AS - A região Oeste do Paraná é uma das regiões pioneiras no sistema de integração a nível de Brasil. A nível nacional, temos algumas empresas que fecharam o sistema de produção. Por exemplo, em São Paulo tem algumas empresas que tem estações de reprodução, fábrica de ração e frigorífico. Então, uma única empresa que fechou toda a cadeia produtiva. No caso da região Oeste do Paraná estamos entrando com as cooperativas. A Copacol foi a primeira e possui um sistema integrado em que fornece a forma jovem (os alevinos), ração, assistência técnica e faz o processamento do pescado, ou seja, a despesca e a comercialização, e o produtor tem uma remuneração por quilo de produção. A C.Vale também entrou no mercado de produção de peixes. Eles estão com o frigorífico quase pronto. Já tem peixes alojados, que já estão em sistema de cultivo para iniciar os abates esse ano também. Temos um grande potencial porque a região é rica na parte de produtos de origem vegetal (grãos como milho e soja), e em função de ter uma característica muito forte na parte de suínos e aves, temos uma farinha de origem animal que também utilizamos principalmente na ração. Então temos um crescimento ainda a ser explorado.

Atualmente, há mais de 850 pescadores residentes entre Foz do Iguaçu e Guaíra.

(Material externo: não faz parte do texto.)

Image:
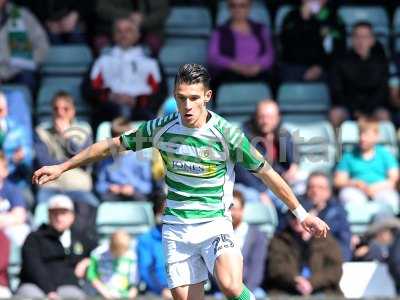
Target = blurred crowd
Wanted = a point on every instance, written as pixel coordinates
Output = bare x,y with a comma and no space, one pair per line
126,82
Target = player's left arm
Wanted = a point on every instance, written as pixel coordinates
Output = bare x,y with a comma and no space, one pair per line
281,189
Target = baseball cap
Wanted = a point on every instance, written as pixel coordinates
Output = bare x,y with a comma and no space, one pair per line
61,202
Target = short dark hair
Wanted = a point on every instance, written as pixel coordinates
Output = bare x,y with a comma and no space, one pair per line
193,74
362,24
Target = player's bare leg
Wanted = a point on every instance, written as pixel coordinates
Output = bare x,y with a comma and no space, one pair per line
189,292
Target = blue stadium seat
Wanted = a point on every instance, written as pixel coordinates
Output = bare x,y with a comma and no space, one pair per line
258,13
349,136
67,60
189,21
262,215
134,217
174,55
280,17
315,146
304,98
240,99
376,15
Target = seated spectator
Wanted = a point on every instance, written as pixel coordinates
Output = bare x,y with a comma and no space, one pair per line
377,241
303,54
299,264
113,268
58,141
253,244
126,175
369,172
16,145
276,144
62,19
55,256
319,196
359,84
125,82
394,261
148,15
151,256
13,214
241,49
4,261
24,45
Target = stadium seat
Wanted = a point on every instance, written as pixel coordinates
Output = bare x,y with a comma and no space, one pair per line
189,21
314,145
240,99
262,215
349,136
303,98
67,60
258,13
280,17
174,55
48,90
376,15
134,217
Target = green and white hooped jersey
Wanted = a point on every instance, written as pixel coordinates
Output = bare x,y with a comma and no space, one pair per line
199,164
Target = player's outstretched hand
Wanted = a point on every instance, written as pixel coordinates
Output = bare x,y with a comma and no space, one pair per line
315,226
46,174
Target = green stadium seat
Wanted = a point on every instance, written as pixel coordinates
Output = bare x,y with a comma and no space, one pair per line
315,145
67,60
189,21
174,55
240,99
262,215
134,217
280,17
258,13
349,136
303,98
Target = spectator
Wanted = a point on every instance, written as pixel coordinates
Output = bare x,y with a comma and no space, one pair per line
241,49
4,255
329,209
253,244
13,213
113,268
303,54
360,79
24,45
148,15
55,256
125,176
125,82
377,241
151,256
276,144
57,142
394,261
62,19
299,264
16,145
369,171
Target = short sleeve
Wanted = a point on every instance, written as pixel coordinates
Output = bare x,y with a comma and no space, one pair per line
344,164
138,139
243,152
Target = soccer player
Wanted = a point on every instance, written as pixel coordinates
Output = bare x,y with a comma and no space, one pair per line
199,149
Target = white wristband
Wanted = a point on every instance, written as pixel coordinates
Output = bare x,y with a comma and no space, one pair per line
300,213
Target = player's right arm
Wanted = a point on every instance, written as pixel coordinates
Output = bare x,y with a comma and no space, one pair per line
93,153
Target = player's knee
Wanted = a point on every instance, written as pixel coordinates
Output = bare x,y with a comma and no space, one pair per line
231,287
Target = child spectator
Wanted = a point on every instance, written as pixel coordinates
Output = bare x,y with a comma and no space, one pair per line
113,268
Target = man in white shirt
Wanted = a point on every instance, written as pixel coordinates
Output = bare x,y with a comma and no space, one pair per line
125,80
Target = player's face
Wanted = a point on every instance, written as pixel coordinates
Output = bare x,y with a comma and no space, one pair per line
191,100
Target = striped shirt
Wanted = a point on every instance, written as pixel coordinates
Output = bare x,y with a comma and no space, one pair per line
199,164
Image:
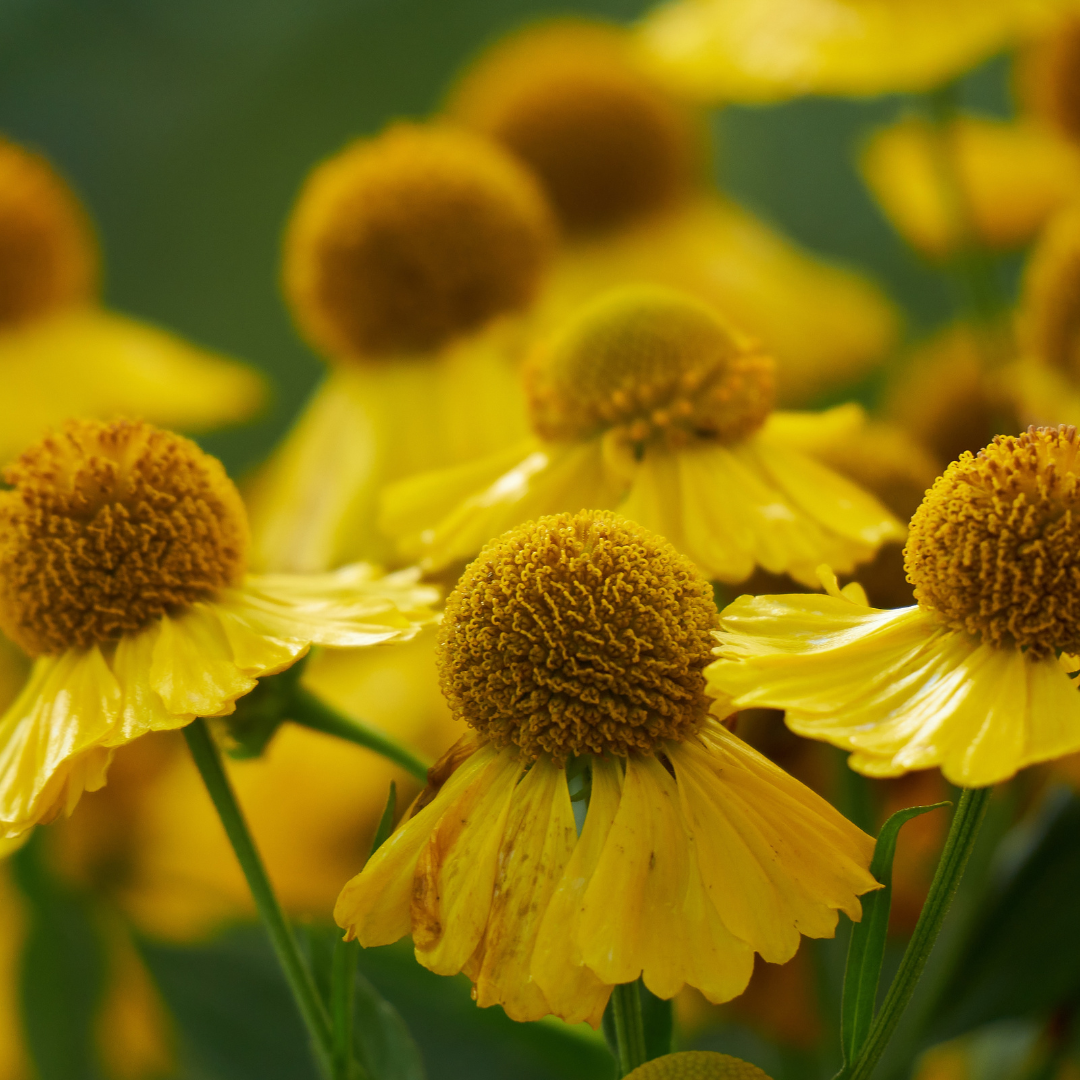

Foto: Itaipu Binacional

WRA – Quais são os principais conhecimentos repassados aos alunos dos cursos de Aquicultura ofertados pelo IFPR?

AS - Nós temos o Curso Técnico em Aquicultura e o Curso de Nível Superior em Engenharia (de Aquicultura). Eles atuam principalmente nas áreas de produção de organismos aquáticos, como peixes e camarões em água doce, e outros organismos em ambiente marinho, como moluscos, crustáceos, camarões de água salgada, ostras, mexilhões e outros peixes. Esses alguns pontos que abordamos dentro do curso, que tem algumas outras ações como manejos adequados dos ambientes aquícolas, reservas, questões do Código Florestal, legislação e também temos um curso a parte de processamento das indústrias. Enfim, é um curso bem completo que oferecermos à comunidade em geral.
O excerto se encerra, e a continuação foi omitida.